Will the BOJ Activate the Big Guns?
With the USDJPY pair hovering around the crucial level of 150 over the last week or so, there has been rampant speculation about what the BOJ will do. The coming action will be pivotal to determine whether the currency pair resumes its carry-trade infused ride higher or confirms a second peak in November on its decline lower.
While there has been no major data release to change the outlook, the perception of opinions at the BOJ given the unusual circumstances in Japan are taking renewed importance. While Japanese authorities talk about the threat of tariffs on the economy, investors wonder if the BOJ will actually come through with the hikes needed to keep the yen from making another run at the 160 level.
Getting the Inside Scoop
The press has been trying to get ahead of what will happen at the BOJ’s next meetings, contributing to the speculation. A new outlet called “Jiji” reported that the bank “may” refrain from cutting rates this year. The thing is, this is in line with other reporting from financial news sources, suggesting that the BOJ might wait until the March meeting before finally raising rates.
On the other hand, the same financial outlets suggest that the December meeting is “live”. The idea is that the BOJ wants to give itself a “free hand” to make policy moves at any of the meetings, but would prefer to hike at the end of the first quarter of 2025. Following the news, future markets went from a majority (57%) pricing in a rate cut in December to a minority (41%). Traders are apparently believing these rumors.
The Complicating Factor: The US
Prime Minister Shigeru Ishiba this week gave a cryptic message, saying the government should consider a “suitable” exchange rate. He declined to provide any details about what that meant, but was evidently referring to the USDJPY pair, which has garnered the concern of Japanese officials over the last several months. The main problem, of course, is the large interest rate gap between the currencies, which has made them very attractive for carry trading.

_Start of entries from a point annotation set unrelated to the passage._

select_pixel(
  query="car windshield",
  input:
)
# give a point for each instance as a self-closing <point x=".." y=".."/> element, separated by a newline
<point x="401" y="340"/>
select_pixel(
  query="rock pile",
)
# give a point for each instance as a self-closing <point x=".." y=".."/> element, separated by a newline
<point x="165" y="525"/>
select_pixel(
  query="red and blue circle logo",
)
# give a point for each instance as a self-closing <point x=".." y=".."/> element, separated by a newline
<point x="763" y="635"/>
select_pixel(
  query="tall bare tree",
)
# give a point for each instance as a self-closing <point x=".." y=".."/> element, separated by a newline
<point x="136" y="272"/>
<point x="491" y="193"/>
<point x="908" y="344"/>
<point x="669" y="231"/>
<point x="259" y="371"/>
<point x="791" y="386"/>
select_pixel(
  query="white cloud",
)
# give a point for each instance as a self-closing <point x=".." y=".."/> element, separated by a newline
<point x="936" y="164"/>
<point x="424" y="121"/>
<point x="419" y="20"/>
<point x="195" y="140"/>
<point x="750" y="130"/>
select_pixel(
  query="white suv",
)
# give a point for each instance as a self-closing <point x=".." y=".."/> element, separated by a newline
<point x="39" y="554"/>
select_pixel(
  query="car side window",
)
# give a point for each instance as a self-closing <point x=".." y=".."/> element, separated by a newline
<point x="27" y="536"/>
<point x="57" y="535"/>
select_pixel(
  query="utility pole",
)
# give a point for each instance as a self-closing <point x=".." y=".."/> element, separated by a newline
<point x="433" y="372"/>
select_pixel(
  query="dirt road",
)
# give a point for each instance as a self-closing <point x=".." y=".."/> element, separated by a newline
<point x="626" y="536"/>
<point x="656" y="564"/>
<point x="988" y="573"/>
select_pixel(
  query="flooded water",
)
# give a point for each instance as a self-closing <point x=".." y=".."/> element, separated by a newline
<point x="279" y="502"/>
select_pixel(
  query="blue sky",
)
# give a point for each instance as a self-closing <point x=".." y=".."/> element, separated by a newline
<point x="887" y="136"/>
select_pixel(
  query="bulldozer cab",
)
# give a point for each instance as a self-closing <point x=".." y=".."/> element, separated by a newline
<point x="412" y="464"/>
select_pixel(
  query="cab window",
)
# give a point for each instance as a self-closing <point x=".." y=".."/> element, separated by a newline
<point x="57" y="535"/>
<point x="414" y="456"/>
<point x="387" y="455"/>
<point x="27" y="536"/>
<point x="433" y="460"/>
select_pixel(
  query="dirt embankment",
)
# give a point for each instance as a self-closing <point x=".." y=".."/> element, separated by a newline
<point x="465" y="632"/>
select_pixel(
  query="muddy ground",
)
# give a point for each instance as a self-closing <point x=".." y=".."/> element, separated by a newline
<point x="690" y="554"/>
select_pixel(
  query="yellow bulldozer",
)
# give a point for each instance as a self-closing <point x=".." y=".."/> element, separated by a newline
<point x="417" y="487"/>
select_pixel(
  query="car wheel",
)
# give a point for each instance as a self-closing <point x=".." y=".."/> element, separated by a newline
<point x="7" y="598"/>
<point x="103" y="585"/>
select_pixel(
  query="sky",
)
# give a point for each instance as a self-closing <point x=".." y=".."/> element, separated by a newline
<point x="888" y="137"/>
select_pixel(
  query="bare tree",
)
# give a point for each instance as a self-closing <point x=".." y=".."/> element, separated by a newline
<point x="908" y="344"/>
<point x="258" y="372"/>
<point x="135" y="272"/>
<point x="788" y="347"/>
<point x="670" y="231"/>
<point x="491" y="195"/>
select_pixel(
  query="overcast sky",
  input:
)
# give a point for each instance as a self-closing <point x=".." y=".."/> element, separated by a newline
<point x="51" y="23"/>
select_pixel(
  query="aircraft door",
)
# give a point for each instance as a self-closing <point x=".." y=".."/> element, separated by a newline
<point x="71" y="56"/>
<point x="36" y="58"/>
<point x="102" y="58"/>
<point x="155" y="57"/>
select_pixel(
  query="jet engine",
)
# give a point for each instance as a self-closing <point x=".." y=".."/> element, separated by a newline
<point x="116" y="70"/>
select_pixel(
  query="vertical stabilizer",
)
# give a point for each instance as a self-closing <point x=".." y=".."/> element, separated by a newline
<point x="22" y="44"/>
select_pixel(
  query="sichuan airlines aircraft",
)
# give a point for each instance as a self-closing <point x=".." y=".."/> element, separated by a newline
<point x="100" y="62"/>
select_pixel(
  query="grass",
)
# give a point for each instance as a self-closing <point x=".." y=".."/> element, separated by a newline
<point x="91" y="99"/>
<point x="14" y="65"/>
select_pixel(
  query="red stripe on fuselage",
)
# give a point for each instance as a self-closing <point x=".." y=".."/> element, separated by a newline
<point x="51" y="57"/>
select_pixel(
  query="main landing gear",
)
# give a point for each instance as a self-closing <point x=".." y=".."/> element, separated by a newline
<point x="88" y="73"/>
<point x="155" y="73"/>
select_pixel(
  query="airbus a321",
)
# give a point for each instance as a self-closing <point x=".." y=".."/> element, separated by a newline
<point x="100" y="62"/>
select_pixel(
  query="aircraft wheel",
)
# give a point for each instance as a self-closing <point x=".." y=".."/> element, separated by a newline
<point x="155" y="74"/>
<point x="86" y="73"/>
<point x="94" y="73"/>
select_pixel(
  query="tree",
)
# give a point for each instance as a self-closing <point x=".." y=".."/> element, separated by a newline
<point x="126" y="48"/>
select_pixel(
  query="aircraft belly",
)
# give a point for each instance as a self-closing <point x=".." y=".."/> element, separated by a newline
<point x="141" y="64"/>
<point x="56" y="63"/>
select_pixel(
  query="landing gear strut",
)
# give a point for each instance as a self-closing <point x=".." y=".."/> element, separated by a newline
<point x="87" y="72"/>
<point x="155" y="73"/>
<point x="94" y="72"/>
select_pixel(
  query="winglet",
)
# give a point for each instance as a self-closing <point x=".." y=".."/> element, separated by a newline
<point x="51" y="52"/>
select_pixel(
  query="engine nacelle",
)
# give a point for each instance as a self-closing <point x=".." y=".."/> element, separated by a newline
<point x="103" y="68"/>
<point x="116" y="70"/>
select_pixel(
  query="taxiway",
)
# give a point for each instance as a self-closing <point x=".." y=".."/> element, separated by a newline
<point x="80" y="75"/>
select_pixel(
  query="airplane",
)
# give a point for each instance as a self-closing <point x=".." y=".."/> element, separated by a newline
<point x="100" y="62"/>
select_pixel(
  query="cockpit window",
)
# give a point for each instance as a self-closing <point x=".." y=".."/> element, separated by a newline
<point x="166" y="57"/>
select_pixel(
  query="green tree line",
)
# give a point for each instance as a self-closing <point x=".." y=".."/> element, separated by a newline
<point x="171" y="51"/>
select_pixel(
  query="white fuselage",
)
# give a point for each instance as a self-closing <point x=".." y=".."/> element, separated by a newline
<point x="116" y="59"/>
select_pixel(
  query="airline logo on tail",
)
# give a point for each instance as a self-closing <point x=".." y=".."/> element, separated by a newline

There are two ways to close the gap: The BOJ raises rates, and/or the Fed cuts. At the moment, it seems the BOJ is very reluctant to raise out of fear of hurting the slow economy in Japan. The Fed, on the other hand, sees rates as restrictive, and is more likely to ease. So, as far as the BOJ is concerned, it might be a waiting game to see if the Fed does the Japanese bank’s work for it.
The Convenient Timing
Fortunately for the BOJ, it will hold its December policy meeting one day after the Fed does. If the Fed does go through with its rate cut, then the BOJ could be under less pressure to hike. But, if it doesn’t (and markets see around a 25% chance of that), then the BOJ might feel forced to step in to forestall the exchange rate rising again. As a result, the upcoming US data next week could be much more important for the yen than domestic figures.
On the other hand, the BOJ might ultimately have no choice as inflation keeps rising. A couple of years ago, Japanese companies were apologizing for raising the prices on their products. Over the last week, a series of consumer goods companies from rail companies to frozen food firms quietly disclosed intentions of raising prices by double digits in the first quarter of next year. Without a substantial decline in the yen to reduce the input costs of goods, prices might keep rising, and with it, the expectation that the BOJ will do something, regardless of the Fed.